Developing unsupervised vision systems in Dynamic Environments is one of the next
challenges in Computer Vision. In Dynamic Environments, we usually lack the complete
domain knowledge of the applied environments before deployment, and computation is
also limited due to the need for prompt reaction and on-board computational capacity. This
thesis studies a series of key Computer Vision problems in Dynamic Environments.
First, we propose a stream clustering algorithm and a number of variants for unsupervised feature learning and object discovery, which possess several crucial characteristics
required by applications in Dynamic Environments, e.g. fully progressive, arbitrary similarity measure, matching object while the feature space is increasing, etc. We give strong
provable guarantees of the clustering accuracy in statistic view. Based on the above the approaches, we tackle the problem of discovering aerial objects on-the-fly, where we assume
all of the objects are unknown at the beginning of the deployment. The vision system is
required to discover from the low-level features to salient objects on-the-fly without any
supervision. We propose a number of approaches with respect to object proposal, tracking, recognition, and localization to achieve real-time performance. Extensive experiments
on prevalent aerial video datasets showed that the approaches efficiently and accurately
discover salient ground objects.
To explore complex and deep architectures in Dynamic Environments, we propose Unsupervised Deep Encoding which unifies traditional Visual Encoding and Convolutional
Neural Networks.
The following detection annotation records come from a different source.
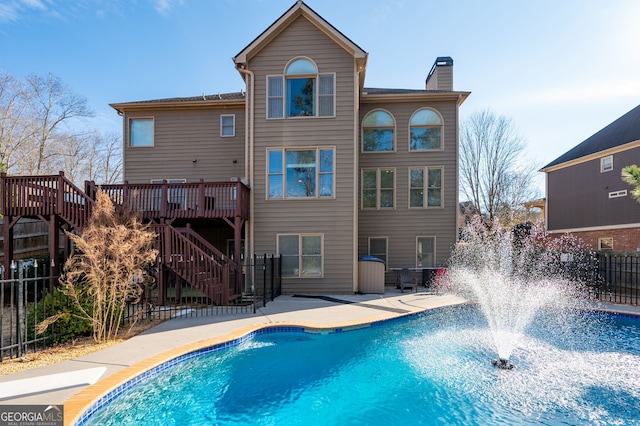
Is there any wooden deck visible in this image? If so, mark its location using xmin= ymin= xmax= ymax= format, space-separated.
xmin=0 ymin=172 xmax=249 ymax=304
xmin=1 ymin=173 xmax=249 ymax=228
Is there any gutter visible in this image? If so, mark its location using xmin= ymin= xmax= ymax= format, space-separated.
xmin=236 ymin=64 xmax=255 ymax=270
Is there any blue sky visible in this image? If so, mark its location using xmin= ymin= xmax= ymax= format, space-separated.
xmin=0 ymin=0 xmax=640 ymax=190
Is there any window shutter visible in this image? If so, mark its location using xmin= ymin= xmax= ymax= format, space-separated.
xmin=318 ymin=74 xmax=334 ymax=117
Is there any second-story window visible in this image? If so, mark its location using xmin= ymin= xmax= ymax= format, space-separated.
xmin=267 ymin=148 xmax=335 ymax=199
xmin=362 ymin=169 xmax=396 ymax=209
xmin=409 ymin=167 xmax=442 ymax=208
xmin=409 ymin=108 xmax=442 ymax=151
xmin=129 ymin=118 xmax=154 ymax=147
xmin=362 ymin=110 xmax=396 ymax=152
xmin=267 ymin=58 xmax=335 ymax=118
xmin=220 ymin=114 xmax=236 ymax=137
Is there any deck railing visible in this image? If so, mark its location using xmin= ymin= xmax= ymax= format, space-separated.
xmin=1 ymin=172 xmax=94 ymax=228
xmin=85 ymin=181 xmax=249 ymax=219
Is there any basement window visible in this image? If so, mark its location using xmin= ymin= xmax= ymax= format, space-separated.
xmin=609 ymin=189 xmax=627 ymax=198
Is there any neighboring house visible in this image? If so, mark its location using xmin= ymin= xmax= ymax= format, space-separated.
xmin=541 ymin=106 xmax=640 ymax=251
xmin=5 ymin=1 xmax=469 ymax=293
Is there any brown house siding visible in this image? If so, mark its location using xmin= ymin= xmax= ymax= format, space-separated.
xmin=249 ymin=18 xmax=357 ymax=293
xmin=123 ymin=108 xmax=245 ymax=183
xmin=547 ymin=148 xmax=640 ymax=231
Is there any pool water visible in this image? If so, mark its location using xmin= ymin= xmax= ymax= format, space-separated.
xmin=86 ymin=307 xmax=640 ymax=425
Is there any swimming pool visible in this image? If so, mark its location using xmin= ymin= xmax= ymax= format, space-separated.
xmin=81 ymin=306 xmax=640 ymax=425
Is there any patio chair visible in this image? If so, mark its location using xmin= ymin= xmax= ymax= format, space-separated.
xmin=397 ymin=268 xmax=418 ymax=293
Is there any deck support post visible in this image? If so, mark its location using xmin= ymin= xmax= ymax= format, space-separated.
xmin=49 ymin=214 xmax=60 ymax=294
xmin=2 ymin=216 xmax=13 ymax=280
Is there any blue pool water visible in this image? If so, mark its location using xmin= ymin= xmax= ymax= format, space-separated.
xmin=85 ymin=307 xmax=640 ymax=426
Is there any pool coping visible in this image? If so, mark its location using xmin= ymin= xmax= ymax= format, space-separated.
xmin=56 ymin=301 xmax=640 ymax=425
xmin=64 ymin=293 xmax=465 ymax=425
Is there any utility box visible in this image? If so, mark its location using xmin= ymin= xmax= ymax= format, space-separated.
xmin=358 ymin=256 xmax=385 ymax=294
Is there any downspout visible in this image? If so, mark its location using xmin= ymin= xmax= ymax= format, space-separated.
xmin=236 ymin=64 xmax=255 ymax=276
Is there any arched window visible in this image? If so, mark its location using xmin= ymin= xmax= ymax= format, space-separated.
xmin=267 ymin=58 xmax=335 ymax=118
xmin=409 ymin=108 xmax=442 ymax=151
xmin=362 ymin=110 xmax=396 ymax=152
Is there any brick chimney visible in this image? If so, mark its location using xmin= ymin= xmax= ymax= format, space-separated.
xmin=426 ymin=56 xmax=453 ymax=91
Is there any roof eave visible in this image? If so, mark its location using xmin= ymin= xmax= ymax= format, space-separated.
xmin=360 ymin=92 xmax=471 ymax=106
xmin=109 ymin=99 xmax=245 ymax=113
xmin=233 ymin=1 xmax=367 ymax=66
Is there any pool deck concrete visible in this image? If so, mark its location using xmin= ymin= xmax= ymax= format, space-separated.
xmin=0 ymin=287 xmax=464 ymax=424
xmin=0 ymin=287 xmax=640 ymax=425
We found strong relationships between single-layer Neural Networks
and Clustering and thus performed unsupervised feature learning at each layer from the feature maps of the previous layer. We replaced the dot product inside each neuron with
a similarity measure, which is also used in unsupervised feature learning. The weight
vectors of our network are initialized by cluster centers. Therefore, one feature map is
a visual encoding of its previous feature map. We applied this mechanism to pre-training
Convolutional Neural Networks for image classification. It has been found by extensive experiments that pre-training benefits the network more reliable learning dynamics (e.g.fast
convergence without Batch Normalization) and better classification accuracy.